Census: Troy keeps growingPublished 11:19pm Friday, May 23, 2014
U.S. Census figures released this week show Troy ranks among the state’s fastest growing municipalities, and those numbers serve as both affirmation and a challenge to Mayor Jason Reeves.
“Someone once told me ‘if you’re not growing, you’re dying’ and I believe that,” Reeves said Friday. “The Census growth, coupled with the news that came out a few weeks ago from the Alabama Policy Institute that ranks Troy as the seventh most business friendly city, shows we’re definitely moving the right direction.
“We have challenges just like every community has, but we have the human resources and the other resources to continue to improve and grow.”

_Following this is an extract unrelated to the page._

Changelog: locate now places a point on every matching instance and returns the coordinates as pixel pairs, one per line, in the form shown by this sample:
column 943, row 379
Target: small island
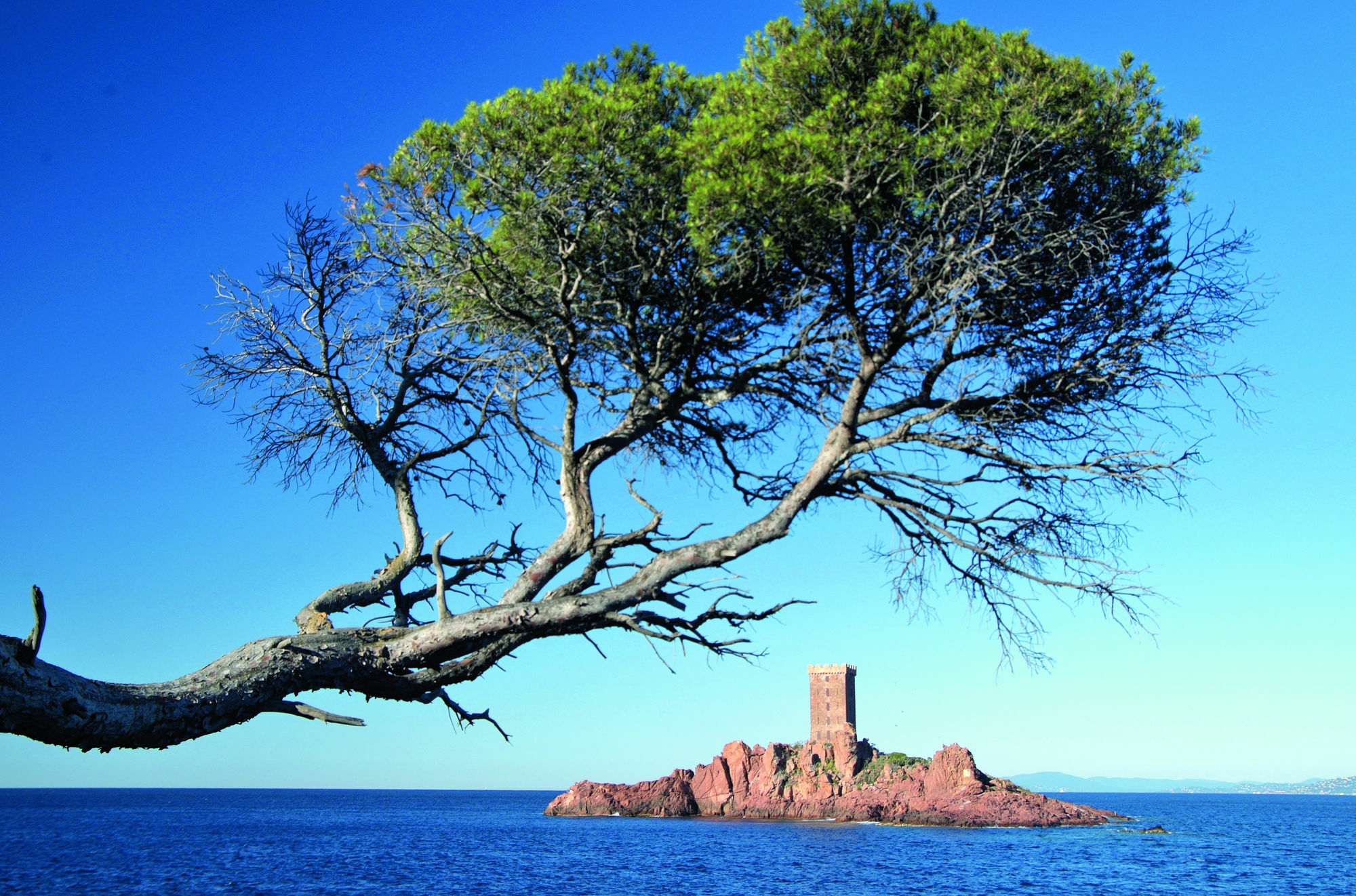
column 833, row 776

The U.S. Census figures show that Troy experienced a 2.9 percent growth in population between 2012 and 2013, making it the state’s 14th fastest growing municipality in that timeframe. The city also saw 4.9 percent growth from 2010 to 2013.

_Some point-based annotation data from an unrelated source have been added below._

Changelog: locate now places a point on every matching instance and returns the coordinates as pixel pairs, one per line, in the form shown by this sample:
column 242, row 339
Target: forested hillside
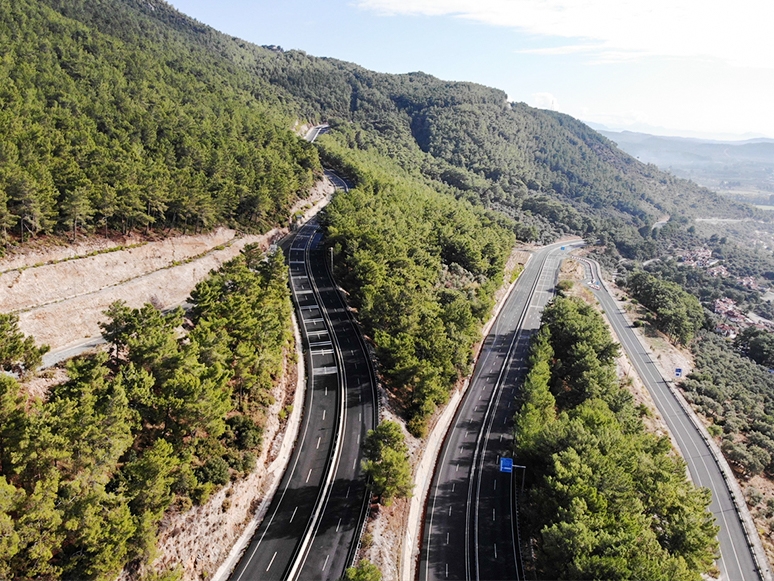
column 422, row 268
column 606, row 500
column 167, row 417
column 547, row 170
column 98, row 130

“We’ve got some momentum,” Reeve said. “We need to help our existing industries continue to expand and to develop our retail and existing businesses.
“The citizens, city council, university and its leadership all have a lot to do with that.”
The city’s cooperative spirit is oft-cited by Reeves and other leaders as a key to driving momentum, whether in business growth or quality of life.
“It takes a solid and engaged community to move a city forward,” said Kathy Sauer, president of the Pike County Chamber of Commerce. “From our leadership to our government to our chamber and economic development members to our citizenry itself, we have that. … Each sector is engaged and working to do their part, and we’re making progress in all areas of our community.”
Earlier this spring, the Alabama Policy Institute released its ranking of the most business-friendly cities in the state. Troy ranked seventh – a significant increase from a prior ranking of 35th. Reeves said that recognition hints to the business friendly climate carefully cultivated in Troy and Pike County.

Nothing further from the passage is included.